- Type: National
- Location: County Laois
- Coordinates: 52°52′12″N 7°30′07″W﻿ / ﻿52.87°N 7.502°W
- Area: 120 acres (48.56 ha)
- Operator: National Parks and Wildlife Service (Ireland)
- Status: Open all year

= Grantstown Wood and Grantstown Lough =

Irish national nature reserve

Grantstown Wood and Grantstown Lough is a national nature reserve of approximately 120 acre located in County Laois, Ireland. It is managed by the Irish National Parks & Wildlife Service.

==Features==
Grantstown Wood and Grantstown Lough, sometimes written Granston, was legally protected as a national nature reserve by the Irish government in 1982. It is very close to another nature reserve, Coolacurragh Wood. The area was formerly the demesne of Grantstown Manor.

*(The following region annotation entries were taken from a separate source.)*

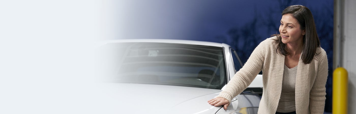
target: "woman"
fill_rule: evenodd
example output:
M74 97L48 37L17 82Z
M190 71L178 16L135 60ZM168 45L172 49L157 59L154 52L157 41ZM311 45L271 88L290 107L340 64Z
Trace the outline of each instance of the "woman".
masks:
M261 70L263 91L259 114L323 114L328 76L326 53L320 47L310 10L289 6L282 13L280 34L262 42L216 98L224 105L251 83Z

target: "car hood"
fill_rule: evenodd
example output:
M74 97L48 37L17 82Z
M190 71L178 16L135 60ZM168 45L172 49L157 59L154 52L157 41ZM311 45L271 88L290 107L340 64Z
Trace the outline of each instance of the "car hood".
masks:
M120 83L100 83L96 87L101 113L210 114L221 108L207 102L221 90Z

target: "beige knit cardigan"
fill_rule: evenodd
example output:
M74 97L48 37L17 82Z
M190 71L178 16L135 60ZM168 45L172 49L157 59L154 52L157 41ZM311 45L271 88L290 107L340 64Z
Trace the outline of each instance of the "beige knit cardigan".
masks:
M282 88L284 56L276 52L272 37L256 47L245 65L228 83L218 97L231 101L250 85L262 70L263 92L258 114L275 114ZM328 77L328 59L325 51L318 48L310 64L301 59L298 63L295 81L295 109L297 114L323 114L325 85Z

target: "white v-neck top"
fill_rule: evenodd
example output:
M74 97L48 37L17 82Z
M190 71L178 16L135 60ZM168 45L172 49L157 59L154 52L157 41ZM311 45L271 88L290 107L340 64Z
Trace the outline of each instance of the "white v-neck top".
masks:
M282 91L277 112L285 113L295 111L295 79L298 69L298 65L289 69L284 65Z

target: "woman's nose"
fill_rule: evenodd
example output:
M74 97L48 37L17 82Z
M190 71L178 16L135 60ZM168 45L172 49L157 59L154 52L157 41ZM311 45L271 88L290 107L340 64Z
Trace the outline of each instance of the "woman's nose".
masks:
M281 33L285 33L286 31L286 29L284 28L284 27L282 27L282 28L281 29Z

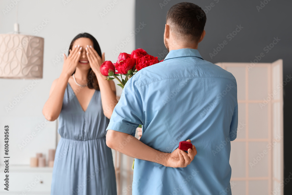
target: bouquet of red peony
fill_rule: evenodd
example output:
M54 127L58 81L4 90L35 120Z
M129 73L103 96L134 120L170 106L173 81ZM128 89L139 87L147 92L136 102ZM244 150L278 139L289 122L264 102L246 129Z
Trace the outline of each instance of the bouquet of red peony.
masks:
M102 75L108 76L107 80L108 80L116 79L120 82L118 85L123 88L129 79L136 73L159 62L157 57L149 55L142 49L137 49L132 51L131 54L121 53L115 63L110 61L105 61L100 66L100 73ZM121 80L118 77L120 75ZM124 79L122 75L125 76ZM113 77L110 77L112 76Z

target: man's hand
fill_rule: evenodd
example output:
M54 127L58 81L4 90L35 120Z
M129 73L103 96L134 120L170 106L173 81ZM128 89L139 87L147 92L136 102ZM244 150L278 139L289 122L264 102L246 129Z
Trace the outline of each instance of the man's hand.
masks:
M139 136L139 137L138 138L138 139L140 140L140 138L141 138L141 136L142 136L142 128L140 127L137 127L137 131L138 131L137 134L138 135L138 136Z
M191 142L189 139L187 141ZM127 133L110 130L107 133L106 144L111 148L133 158L173 168L185 167L197 154L194 146L192 149L189 149L187 153L178 148L171 153L163 152L147 146Z
M190 139L187 140L187 141L191 142ZM197 150L193 145L191 149L189 149L188 150L187 153L178 148L171 153L166 155L164 165L166 167L174 168L185 167L194 160L194 157L197 154Z

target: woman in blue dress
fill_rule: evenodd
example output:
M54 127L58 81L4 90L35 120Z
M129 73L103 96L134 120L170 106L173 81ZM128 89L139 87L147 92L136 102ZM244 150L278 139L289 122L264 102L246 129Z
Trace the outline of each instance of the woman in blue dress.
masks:
M46 118L59 118L61 138L54 163L52 195L117 194L111 150L105 131L117 103L112 81L100 73L105 61L96 39L75 37L63 70L54 81L43 110Z

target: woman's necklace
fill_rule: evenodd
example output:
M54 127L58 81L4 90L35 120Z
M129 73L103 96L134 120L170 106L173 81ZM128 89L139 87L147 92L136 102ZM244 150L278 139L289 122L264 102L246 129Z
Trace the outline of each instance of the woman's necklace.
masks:
M75 83L76 83L76 84L77 85L78 85L79 87L86 87L86 86L87 86L87 83L86 83L86 84L85 84L81 85L80 84L79 84L79 83L77 83L77 82L76 81L76 79L75 79L75 77L74 77L74 74L73 74L73 79L74 79L74 81L75 82Z

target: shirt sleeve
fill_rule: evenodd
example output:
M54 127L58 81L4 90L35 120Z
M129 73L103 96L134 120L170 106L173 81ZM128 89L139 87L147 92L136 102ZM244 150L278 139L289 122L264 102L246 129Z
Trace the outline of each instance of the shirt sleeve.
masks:
M238 105L237 103L236 106L234 108L234 112L232 116L231 122L230 124L230 130L229 132L229 136L230 140L233 141L237 135L237 126L238 123Z
M143 124L142 104L136 79L134 75L125 85L107 131L111 130L135 136L136 128Z

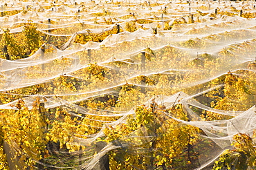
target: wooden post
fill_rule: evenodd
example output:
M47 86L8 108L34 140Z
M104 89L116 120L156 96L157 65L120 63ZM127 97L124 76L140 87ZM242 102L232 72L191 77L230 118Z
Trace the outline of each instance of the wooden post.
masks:
M153 29L153 34L157 35L157 28L152 28Z
M44 133L43 133L44 135L44 140L46 140L45 137L46 137L46 134L47 133L48 124L46 123L47 116L46 116L46 112L44 103L39 103L39 114L42 117L42 120L43 122L45 123L45 124L46 124L44 127L42 127L43 130L44 131ZM43 158L39 160L39 162L42 162L42 164L37 164L37 167L38 167L39 169L44 169L44 151L42 152L42 157Z
M9 55L8 52L7 50L7 46L6 45L3 46L3 53L6 55L6 59L10 60L10 55Z
M41 50L42 50L42 53L41 55L41 59L43 60L44 59L44 52L46 50L44 45L42 46ZM42 64L42 70L44 70L44 64Z
M118 29L118 32L117 32L117 34L120 33L120 25L119 25L119 24L117 24L117 25L116 25L116 29Z
M87 49L87 57L89 59L89 62L91 63L91 49Z
M51 19L49 18L48 19L48 32L49 33L49 34L51 34ZM49 38L48 38L48 44L51 44L51 35L49 35Z
M107 143L105 142L98 142L96 143L96 152L99 153L100 151L106 147ZM101 157L98 162L91 169L92 170L109 170L109 155L105 154Z
M141 70L145 68L145 60L146 60L146 52L143 51L140 53L141 54Z
M240 13L239 13L239 16L240 16L240 17L241 17L242 14L243 14L243 10L240 10Z
M3 17L3 5L1 5L1 17Z
M80 148L79 149L79 155L78 155L78 160L79 160L79 164L81 165L82 164L82 147L80 146Z
M190 23L194 23L194 15L190 15Z

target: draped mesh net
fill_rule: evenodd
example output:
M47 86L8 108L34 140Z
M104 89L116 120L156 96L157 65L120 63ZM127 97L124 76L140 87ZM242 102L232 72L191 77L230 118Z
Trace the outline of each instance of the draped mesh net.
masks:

Grantstown Wood is a wet woodland, with rich base soils. The woodland is predominantly ash, alder and birch, with an under planting of hawthorn, meadowsweet, nettle and brambles. The lough has infilled gradually with fen to alder carr. The reserve also has a lake which provides fish for otters, kingfishers and cormorants. Perch, pike, eel, rudd and tench fish are found in the lake.

The site has two looped walks, a Lake Walk and a Wood Walk.